In plants, which had not been growing for more than a fortnight, large quantities of food material are often found stored up in the rhizoids whose minor branches penetrate into the algal masses. And it is not uncommon to find some of the branches inside the algal masses swollen and full of food material. It is evident that the plants themselves could not have manufactured all this food material by the activity of its green parts, within such a short time and it gives room to a very strong presumption for an external source of the food material. The extraordinary minute branching of the rhizoids, and the intimate contact of the branches with the algal colonies which resembles the behaviour of the fungal hyphae occurring between the algal cells in the Lichens, further strengthens the presumption, that the relation between the moss rhizoids and the algie, is very likely to be one of parasitism of the rhizoids on the algal colonies. My friend Mr. M. O. Parthasarathy Iyengar collaborates my observation and says that in his wanderings in search of algae he had repeatedly noticed that the young moss plants invariably appear only on substrata which are first covered over with blue green algae. He is inclined to believe that the same thing holds good for the common Liverworts which appear immediately after the monsoon in Madras.

As the mosses grow taller, the algae on the substratum disappear and in the older mosses no algae are found in contact with rhizoids. But it is at the same time interesting to note that the rhizoidal system is also very much reduced in extent by the death of the finer branches. In these, there is a lot of food material found stored in the bigger rhizoidal branches and most of the finer branches are shrivelled up and non-functional. Here and there, a few algal masses are met with on the plants at the axils of the leaves where some dirt has accumilated and into those also rhizoids from the cortical cells of the stem penetrate. But on the whole, in the older -plants the amount of algae in their vicinity is very little when compared with the younger plants.

The absence of the algae in the later stages of the life of the moss plant may be accounted for by the fact that the conditions near the substratum are no longer favourable to the growth of algae. The moss plants grow very close to each other and to nearly the height of an inch, so that there is very little light available near the substratum. Higher up on the plants themselves the moisture conditions are not favourable except in special situations. But where they occur, rhizoids penetrate them.

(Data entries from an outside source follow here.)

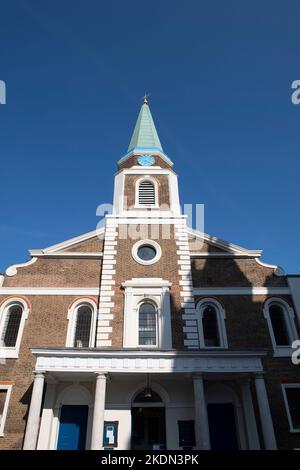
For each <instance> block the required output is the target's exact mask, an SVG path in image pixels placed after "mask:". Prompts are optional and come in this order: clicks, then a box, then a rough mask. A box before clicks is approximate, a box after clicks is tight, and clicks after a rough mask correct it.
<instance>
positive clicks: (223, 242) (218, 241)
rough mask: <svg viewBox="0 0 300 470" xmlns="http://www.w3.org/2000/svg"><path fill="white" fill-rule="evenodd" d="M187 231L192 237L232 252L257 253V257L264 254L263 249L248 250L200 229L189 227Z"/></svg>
mask: <svg viewBox="0 0 300 470" xmlns="http://www.w3.org/2000/svg"><path fill="white" fill-rule="evenodd" d="M187 233H188V234H189V235H190V236H192V237H195V238H200V239H201V240H204V241H205V242H207V243H208V244H209V245H214V246H217V247H219V248H222V249H223V250H225V251H228V252H230V253H239V254H249V255H256V256H257V257H260V256H261V254H262V251H261V250H248V249H247V248H243V247H241V246H239V245H234V244H233V243H230V242H227V241H226V240H222V239H221V238H218V237H214V236H212V235H208V234H207V233H204V232H199V231H198V230H195V229H192V228H187Z"/></svg>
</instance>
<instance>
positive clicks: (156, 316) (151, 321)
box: [139, 302, 157, 346]
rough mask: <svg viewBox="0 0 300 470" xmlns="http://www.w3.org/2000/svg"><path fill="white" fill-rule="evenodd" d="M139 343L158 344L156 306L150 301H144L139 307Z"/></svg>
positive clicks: (139, 343)
mask: <svg viewBox="0 0 300 470" xmlns="http://www.w3.org/2000/svg"><path fill="white" fill-rule="evenodd" d="M139 345H141V346H156V345H157V315H156V308H155V306H154V305H153V304H152V303H150V302H143V303H142V304H141V305H140V308H139Z"/></svg>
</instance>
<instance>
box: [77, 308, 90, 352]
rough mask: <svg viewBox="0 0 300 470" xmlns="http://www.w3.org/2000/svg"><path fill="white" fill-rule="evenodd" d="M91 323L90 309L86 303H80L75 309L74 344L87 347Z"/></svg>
mask: <svg viewBox="0 0 300 470" xmlns="http://www.w3.org/2000/svg"><path fill="white" fill-rule="evenodd" d="M91 325H92V309H91V307H89V306H88V305H82V306H81V307H79V309H78V310H77V319H76V327H75V337H74V346H75V347H82V348H88V347H89V345H90V335H91Z"/></svg>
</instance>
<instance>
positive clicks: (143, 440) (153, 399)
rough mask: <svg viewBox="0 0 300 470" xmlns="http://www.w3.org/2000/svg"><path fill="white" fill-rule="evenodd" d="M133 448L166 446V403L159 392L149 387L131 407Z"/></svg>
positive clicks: (151, 449)
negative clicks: (159, 393) (162, 398)
mask: <svg viewBox="0 0 300 470" xmlns="http://www.w3.org/2000/svg"><path fill="white" fill-rule="evenodd" d="M131 419H132V422H131V424H132V426H131V430H132V431H131V449H132V450H164V449H165V448H166V419H165V407H164V403H163V401H162V399H161V397H160V395H159V394H158V393H156V392H155V391H154V390H152V388H151V387H150V381H149V378H148V380H147V387H146V388H145V389H144V390H143V391H142V392H140V393H138V394H137V395H136V397H135V399H134V400H133V402H132V409H131Z"/></svg>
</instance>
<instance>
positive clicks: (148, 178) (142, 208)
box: [134, 175, 159, 209]
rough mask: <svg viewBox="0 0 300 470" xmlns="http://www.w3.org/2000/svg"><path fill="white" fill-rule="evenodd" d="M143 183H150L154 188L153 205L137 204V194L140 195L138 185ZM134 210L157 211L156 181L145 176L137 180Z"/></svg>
mask: <svg viewBox="0 0 300 470" xmlns="http://www.w3.org/2000/svg"><path fill="white" fill-rule="evenodd" d="M144 181H147V182H151V183H152V184H153V186H154V204H140V202H139V193H140V191H139V190H140V184H141V183H143V182H144ZM134 208H135V209H159V203H158V184H157V180H156V179H155V178H153V177H151V176H148V175H145V176H142V177H141V178H139V179H138V180H137V181H136V183H135V203H134Z"/></svg>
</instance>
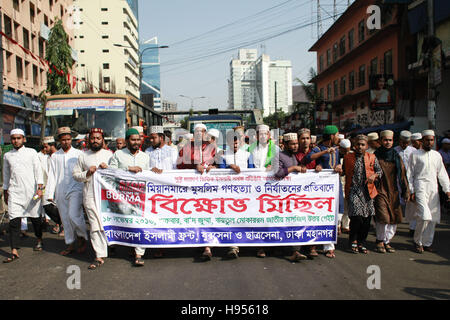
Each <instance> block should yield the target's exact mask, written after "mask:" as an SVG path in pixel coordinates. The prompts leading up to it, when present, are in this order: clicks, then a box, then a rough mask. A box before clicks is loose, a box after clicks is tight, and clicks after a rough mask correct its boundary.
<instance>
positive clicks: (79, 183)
mask: <svg viewBox="0 0 450 320" xmlns="http://www.w3.org/2000/svg"><path fill="white" fill-rule="evenodd" d="M57 136H58V139H59V142H60V144H61V149H59V150H58V151H57V152H55V153H54V154H52V156H51V160H50V169H49V174H48V181H47V187H46V189H45V199H47V200H55V201H56V206H57V207H58V210H59V213H60V215H61V220H62V223H63V225H64V239H65V242H66V244H67V245H69V247H68V248H67V249H66V250H64V251H63V252H61V254H62V255H68V254H70V253H72V252H73V251H74V243H75V240H76V237H78V247H79V248H78V252H79V253H82V252H84V251H85V250H86V245H87V242H86V240H87V239H88V236H87V228H86V222H85V220H84V214H83V184H82V183H80V182H78V181H76V180H75V179H74V178H73V176H72V171H73V168H74V167H75V164H76V163H77V161H78V157H79V156H80V155H82V154H83V152H82V151H81V150H78V149H75V148H73V147H72V145H71V143H72V132H71V130H70V128H68V127H63V128H59V129H58V132H57Z"/></svg>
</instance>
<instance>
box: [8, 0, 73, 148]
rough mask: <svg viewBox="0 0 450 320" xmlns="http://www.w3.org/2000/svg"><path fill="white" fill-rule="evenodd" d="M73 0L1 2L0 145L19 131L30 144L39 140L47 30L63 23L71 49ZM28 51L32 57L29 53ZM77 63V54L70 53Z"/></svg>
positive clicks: (43, 81)
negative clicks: (12, 134) (56, 21)
mask: <svg viewBox="0 0 450 320" xmlns="http://www.w3.org/2000/svg"><path fill="white" fill-rule="evenodd" d="M71 5H72V0H59V1H56V0H49V1H37V0H8V1H2V2H1V8H0V22H1V23H0V26H1V31H2V32H3V34H4V35H5V36H0V41H1V46H0V48H1V50H0V62H1V63H0V72H1V74H0V79H1V80H0V84H1V85H0V89H1V92H0V105H1V109H0V140H1V141H0V142H1V144H3V143H9V142H10V138H9V132H10V131H11V129H13V128H21V129H23V130H24V131H25V133H26V135H27V140H28V142H30V143H33V144H36V143H37V142H38V139H39V137H40V133H41V126H40V119H41V103H40V101H39V98H38V96H39V94H40V93H41V92H42V91H44V90H45V89H47V70H48V65H47V64H46V63H45V53H46V47H47V40H48V37H49V33H50V29H51V28H52V27H53V26H54V24H55V21H56V19H61V20H62V21H63V26H64V29H65V31H66V33H67V34H68V40H69V45H70V46H71V47H73V46H74V35H73V30H72V29H71V28H70V25H71V24H70V19H71V17H70V12H69V10H70V6H71ZM30 52H31V54H30ZM72 58H74V60H76V58H77V57H76V52H72Z"/></svg>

The above observations lead the author to believe that the com- mon moss in Madras is parasitic on the blue green algae of the substratum, when the moss plant is young and also in the protonema stage.

Explanation of Figures on page 209

Fig. 1. Moss plant with algal masses attached to the rhizoids.

Fig. 2. Mass of protonema filamonts, some with and some without chloroplasts; ends of filaments broken. One germinating gemma also shown.

Fig. 3. Rhizoidal branch encircling an algal colony.

Fig. 4. Rhizoidal branch with short cells encircling algal cells.

Fig. 5. Nostoc colony crushed showing main rhizoidal branches inside.

Fig. 6. Rhizoidal branches entering Nostoc colonies.

1. Vaizy, J. Reynolds : Ann. of Bat. Vol. 1; p. 148.
2. Haberlandt; Physiological Plant Anatomy ; Enq. Ed. 1914, pp. 226—280, 725.